I recommend that you edit the dependency edge list to make sure that it is caputuring all of the project's dependencies. Once you have the graph you can do two things with it:

Turn it into a Makefile

The easy_make() function simply takes a dependency edge list, and generates a Makefile using this rules. Running easy_make(dependencies) on the above dependency edge list would product the following Makefile:

all: analysis/markdown.Rmd
.DELETE_ON_ERROR: 
analysis/file2.R: mtcars.csv R/hello.R
    --touch analysis/file2.R
 
analysis/markdown.Rmd: mtcars.RData
    Rscript -e 'rmarkdown::render("analysis/markdown.Rmd")'
 
mtcars.csv: analysis/file1.R
    Rscript analysis/file1.R
 
mtcars.RData: analysis/file2.R
    Rscript analysis/file2.R

Makefiles are simple to construct and edit.

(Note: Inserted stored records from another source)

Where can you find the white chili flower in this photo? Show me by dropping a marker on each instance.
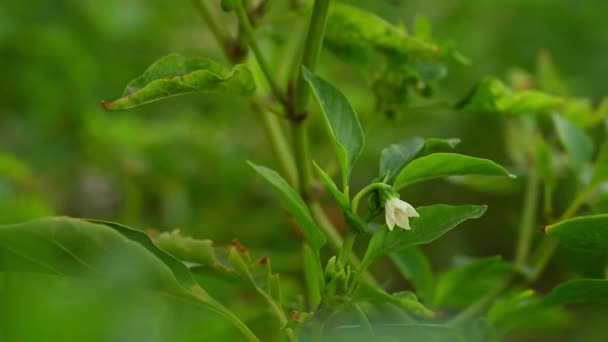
(398, 212)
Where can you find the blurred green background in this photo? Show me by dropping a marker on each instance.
(180, 164)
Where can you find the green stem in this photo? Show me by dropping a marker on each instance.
(278, 142)
(203, 9)
(528, 218)
(363, 319)
(366, 190)
(247, 29)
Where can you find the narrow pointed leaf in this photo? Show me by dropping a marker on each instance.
(438, 165)
(434, 221)
(585, 233)
(394, 157)
(576, 142)
(175, 75)
(344, 126)
(295, 204)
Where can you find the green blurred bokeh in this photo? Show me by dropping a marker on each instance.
(180, 164)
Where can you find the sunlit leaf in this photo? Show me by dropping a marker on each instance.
(176, 75)
(295, 204)
(585, 232)
(455, 288)
(438, 165)
(576, 142)
(434, 221)
(344, 126)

The first line of each action defines the target file, and its prerequisites. When you build a project using a Makefile, Make checks whether the prerequisite was produced more recently than the target. If it was, then it runs the command specified in the rule. The easyMake package asumes that all of the actions are either running R scripts, or rendering Rmarkdown documents. You can of course, run other commands as part of the Makefile, you just need to add them yourself.

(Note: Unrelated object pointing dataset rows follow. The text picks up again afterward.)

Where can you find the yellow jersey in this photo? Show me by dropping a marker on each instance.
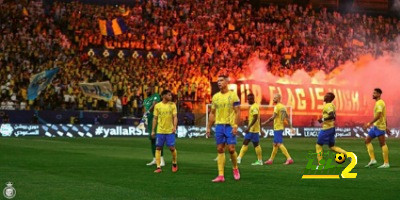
(165, 113)
(328, 108)
(380, 107)
(223, 105)
(254, 110)
(279, 119)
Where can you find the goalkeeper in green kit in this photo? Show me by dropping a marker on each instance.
(149, 103)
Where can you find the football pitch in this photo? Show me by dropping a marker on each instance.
(115, 168)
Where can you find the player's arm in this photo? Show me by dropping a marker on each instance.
(253, 122)
(387, 129)
(211, 120)
(376, 118)
(331, 116)
(153, 129)
(236, 109)
(269, 120)
(155, 119)
(152, 106)
(286, 116)
(175, 117)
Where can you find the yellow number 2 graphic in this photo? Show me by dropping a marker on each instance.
(346, 172)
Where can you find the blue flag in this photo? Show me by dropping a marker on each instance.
(40, 81)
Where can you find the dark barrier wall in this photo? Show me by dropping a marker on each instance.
(83, 117)
(99, 2)
(89, 130)
(63, 117)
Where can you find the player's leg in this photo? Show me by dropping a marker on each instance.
(257, 148)
(160, 141)
(231, 142)
(370, 148)
(285, 152)
(174, 152)
(332, 146)
(322, 139)
(220, 140)
(232, 152)
(245, 147)
(153, 144)
(385, 150)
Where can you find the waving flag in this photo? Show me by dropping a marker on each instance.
(114, 27)
(40, 81)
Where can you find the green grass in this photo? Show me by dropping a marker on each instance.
(114, 168)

easy_make() produces the Makefile using the following rules:

  • If both the target and prerequsite are R files, touch the target file
  • If only one is an R file, run the R file
  • If one is a Rmd file, render it.

Produce a Dependency Graph

If you want to take a look at your project's dependencies, you can do so using the graph_dependencies() function. This takes the dependency edgelist produced by detect_dependencies() and a charcter vector containing the complete list of files, and generates a picture of how those files depend on one another. A sample graph might look like this:

easyMake::graph_dependencies(dependencies)

The Makefile produced by easyMake is not likely to be optimal, but hopefully it provides enough structure to get the beginning user started with building their projects from a Makefile.